Not sure, I know you can find it on http://dlang.org/download though

dariusc93 commented 9 years ago

Oh wow, I was never aware of 2.067 becoming stable. I will run a quick test and come back with results shortly.

etcimon commented 9 years ago

Here's my valgrind massif analysis on fedora 20

    KB
301.4^#                                                                       
     |#::::::::::::@::::@:::@:::::::::::::@::::@@:::::::::@:::::@::::@:::::@::
     |#:::: :::::: @::::@:::@:::::::::::::@::::@ ::: :::::@:::::@::::@:::::@::
     |#:::: :::::: @::::@:::@:::::::::::::@::::@ ::: :::::@:::::@::::@:::::@::
     |#:::: :::::: @::::@:::@:::::::::::::@::::@ ::: :::::@:::::@::::@:::::@::
     |#:::: :::::: @::::@:::@:::::::::::::@::::@ ::: :::::@:::::@::::@:::::@::
     |#:::: :::::: @::::@:::@:::::::::::::@::::@ ::: :::::@:::::@::::@:::::@::
     |#:::: :::::: @::::@:::@:::::::::::::@::::@ ::: :::::@:::::@::::@:::::@::
     |#:::: :::::: @::::@:::@:::::::::::::@::::@ ::: :::::@:::::@::::@:::::@::
     |#:::: :::::: @::::@:::@:::::::::::::@::::@ ::: :::::@:::::@::::@:::::@::
     |#:::: :::::: @::::@:::@:::::::::::::@::::@ ::: :::::@:::::@::::@:::::@::
     |#:::: :::::: @::::@:::@:::::::::::::@::::@ ::: :::::@:::::@::::@:::::@::
     |#:::: :::::: @::::@:::@:::::::::::::@::::@ ::: :::::@:::::@::::@:::::@::
     |#:::: :::::: @::::@:::@:::::::::::::@::::@ ::: :::::@:::::@::::@:::::@::
     |#:::: :::::: @::::@:::@:::::::::::::@::::@ ::: :::::@:::::@::::@:::::@::
     |#:::: :::::: @::::@:::@:::::::::::::@::::@ ::: :::::@:::::@::::@:::::@::
     |#:::: :::::: @::::@:::@:::::::::::::@::::@ ::: :::::@:::::@::::@:::::@::
     |#:::: :::::: @::::@:::@:::::::::::::@::::@ ::: :::::@:::::@::::@:::::@::
     |#:::: :::::: @::::@:::@:::::::::::::@::::@ ::: :::::@:::::@::::@:::::@::
     |#:::: :::::: @::::@:::@:::::::::::::@::::@ ::: :::::@:::::@::::@:::::@::
   0 +----------------------------------------------------------------------->Gi
     0                                                                   4.651

It shows a 301.4KB memory usage peak for 4.65 billion instructions (running apache bench), no signs of leaks

dariusc93 commented 9 years ago

Is this with 2.066 or 2.067?

etcimon commented 9 years ago

I don't use anything but 2.067

etcimon commented 9 years ago

I did find a leak in libasync though, I'm going to fix that one

dariusc93 commented 9 years ago

Okay, I am running a test with loader.io with my app being compiled with 2.067. So far, memory doesnt spike up fast but it does slowly moves up but doesnt release anything.

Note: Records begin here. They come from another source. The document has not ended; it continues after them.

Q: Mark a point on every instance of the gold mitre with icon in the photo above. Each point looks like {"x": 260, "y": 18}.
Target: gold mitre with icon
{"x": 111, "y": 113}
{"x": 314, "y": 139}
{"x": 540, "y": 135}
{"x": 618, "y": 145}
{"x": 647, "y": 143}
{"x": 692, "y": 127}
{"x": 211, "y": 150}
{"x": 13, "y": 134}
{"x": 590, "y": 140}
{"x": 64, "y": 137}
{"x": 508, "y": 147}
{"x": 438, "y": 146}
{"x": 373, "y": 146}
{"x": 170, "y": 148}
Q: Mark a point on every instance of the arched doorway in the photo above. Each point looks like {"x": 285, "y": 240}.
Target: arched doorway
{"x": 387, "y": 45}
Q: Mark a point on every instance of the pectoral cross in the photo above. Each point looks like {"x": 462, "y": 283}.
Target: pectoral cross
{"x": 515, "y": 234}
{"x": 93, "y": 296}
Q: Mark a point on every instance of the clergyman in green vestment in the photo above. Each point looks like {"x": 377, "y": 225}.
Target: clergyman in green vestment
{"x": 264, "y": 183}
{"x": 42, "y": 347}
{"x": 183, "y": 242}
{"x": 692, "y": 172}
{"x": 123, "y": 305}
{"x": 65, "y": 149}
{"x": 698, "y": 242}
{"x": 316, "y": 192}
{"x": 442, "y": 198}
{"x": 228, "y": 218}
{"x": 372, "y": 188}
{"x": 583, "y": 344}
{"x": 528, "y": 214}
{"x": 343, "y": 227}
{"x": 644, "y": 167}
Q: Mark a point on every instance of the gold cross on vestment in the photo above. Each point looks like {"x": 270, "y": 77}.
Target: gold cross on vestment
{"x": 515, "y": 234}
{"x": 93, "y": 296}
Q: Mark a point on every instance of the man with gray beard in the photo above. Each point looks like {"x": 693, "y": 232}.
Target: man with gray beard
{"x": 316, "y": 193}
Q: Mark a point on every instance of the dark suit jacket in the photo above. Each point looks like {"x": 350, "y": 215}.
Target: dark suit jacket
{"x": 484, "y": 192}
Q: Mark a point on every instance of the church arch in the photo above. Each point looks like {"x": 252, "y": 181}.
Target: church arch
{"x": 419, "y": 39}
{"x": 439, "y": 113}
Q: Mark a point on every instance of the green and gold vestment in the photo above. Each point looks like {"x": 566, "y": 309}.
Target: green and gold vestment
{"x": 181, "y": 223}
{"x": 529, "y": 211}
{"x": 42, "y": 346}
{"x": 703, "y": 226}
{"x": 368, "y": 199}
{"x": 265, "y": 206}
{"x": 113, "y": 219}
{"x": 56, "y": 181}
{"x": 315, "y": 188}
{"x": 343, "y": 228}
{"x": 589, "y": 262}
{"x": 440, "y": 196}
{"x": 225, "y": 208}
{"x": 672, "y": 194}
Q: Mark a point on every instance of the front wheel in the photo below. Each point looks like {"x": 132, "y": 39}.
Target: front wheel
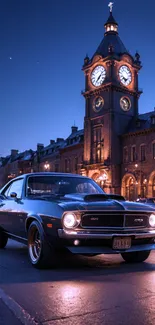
{"x": 136, "y": 257}
{"x": 3, "y": 239}
{"x": 40, "y": 253}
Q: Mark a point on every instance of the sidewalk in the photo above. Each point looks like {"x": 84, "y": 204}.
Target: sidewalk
{"x": 6, "y": 316}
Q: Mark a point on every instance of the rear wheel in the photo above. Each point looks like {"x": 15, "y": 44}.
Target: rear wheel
{"x": 3, "y": 239}
{"x": 136, "y": 257}
{"x": 40, "y": 253}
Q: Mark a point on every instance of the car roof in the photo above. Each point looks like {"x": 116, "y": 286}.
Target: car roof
{"x": 50, "y": 174}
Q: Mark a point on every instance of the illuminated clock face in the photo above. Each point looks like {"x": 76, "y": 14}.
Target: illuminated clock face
{"x": 98, "y": 104}
{"x": 125, "y": 103}
{"x": 125, "y": 75}
{"x": 98, "y": 75}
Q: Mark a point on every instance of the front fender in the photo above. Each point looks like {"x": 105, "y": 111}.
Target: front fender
{"x": 32, "y": 217}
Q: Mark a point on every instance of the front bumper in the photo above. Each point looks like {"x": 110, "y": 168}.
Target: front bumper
{"x": 101, "y": 243}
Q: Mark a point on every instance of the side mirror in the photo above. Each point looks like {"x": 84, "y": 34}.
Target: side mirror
{"x": 13, "y": 195}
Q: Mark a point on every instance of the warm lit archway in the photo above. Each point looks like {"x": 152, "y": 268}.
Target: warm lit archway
{"x": 101, "y": 179}
{"x": 151, "y": 185}
{"x": 129, "y": 187}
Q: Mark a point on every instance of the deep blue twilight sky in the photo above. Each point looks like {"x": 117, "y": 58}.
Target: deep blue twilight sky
{"x": 42, "y": 47}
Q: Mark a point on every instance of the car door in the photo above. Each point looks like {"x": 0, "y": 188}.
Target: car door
{"x": 12, "y": 210}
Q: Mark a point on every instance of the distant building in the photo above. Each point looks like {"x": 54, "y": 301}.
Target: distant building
{"x": 117, "y": 146}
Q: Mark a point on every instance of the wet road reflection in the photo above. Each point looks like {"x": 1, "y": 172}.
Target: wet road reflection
{"x": 81, "y": 290}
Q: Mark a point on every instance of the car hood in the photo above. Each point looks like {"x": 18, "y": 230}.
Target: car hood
{"x": 100, "y": 202}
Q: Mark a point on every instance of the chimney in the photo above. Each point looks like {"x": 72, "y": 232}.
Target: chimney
{"x": 40, "y": 146}
{"x": 60, "y": 139}
{"x": 74, "y": 129}
{"x": 14, "y": 152}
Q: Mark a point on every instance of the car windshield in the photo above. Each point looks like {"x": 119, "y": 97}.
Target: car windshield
{"x": 61, "y": 185}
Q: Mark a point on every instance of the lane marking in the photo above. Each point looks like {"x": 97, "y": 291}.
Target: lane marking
{"x": 20, "y": 313}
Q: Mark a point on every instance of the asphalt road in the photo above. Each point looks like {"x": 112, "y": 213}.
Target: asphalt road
{"x": 99, "y": 290}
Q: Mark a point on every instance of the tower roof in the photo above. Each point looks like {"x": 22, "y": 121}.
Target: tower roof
{"x": 111, "y": 20}
{"x": 111, "y": 40}
{"x": 111, "y": 43}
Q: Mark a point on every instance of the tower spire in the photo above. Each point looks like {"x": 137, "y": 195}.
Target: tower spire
{"x": 111, "y": 24}
{"x": 110, "y": 5}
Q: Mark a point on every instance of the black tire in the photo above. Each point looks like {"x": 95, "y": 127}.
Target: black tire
{"x": 136, "y": 257}
{"x": 3, "y": 239}
{"x": 40, "y": 253}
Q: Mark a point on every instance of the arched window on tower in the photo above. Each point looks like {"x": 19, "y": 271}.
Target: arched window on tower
{"x": 97, "y": 145}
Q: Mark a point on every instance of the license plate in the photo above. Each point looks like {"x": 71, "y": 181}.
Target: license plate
{"x": 121, "y": 242}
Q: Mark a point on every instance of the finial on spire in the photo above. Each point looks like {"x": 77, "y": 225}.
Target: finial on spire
{"x": 110, "y": 5}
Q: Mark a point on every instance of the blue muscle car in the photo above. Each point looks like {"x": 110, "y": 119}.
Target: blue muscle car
{"x": 53, "y": 212}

Is GC being called anytime to clean up the memory or is it all allocated and wont be reallocated?

etcimon commented 9 years ago

So far, memory doesnt spike up fast but it does slowly moves up but doesnt release anything. Is GC being called anytime to clean up the memory or is it all allocated and wont be reallocated?

The GC calls collection throughout the execution and frees everything it can. What's your numbers?

dariusc93 commented 9 years ago

After 15000 connections per second it shows 4.9% with it being at 787M. GC isnt kicking in even wile idle.

etcimon commented 9 years ago

What about apache bench?

dariusc93 commented 9 years ago

@etcimon Sorry I thought i replied to this. What information do you want from Apache Bench?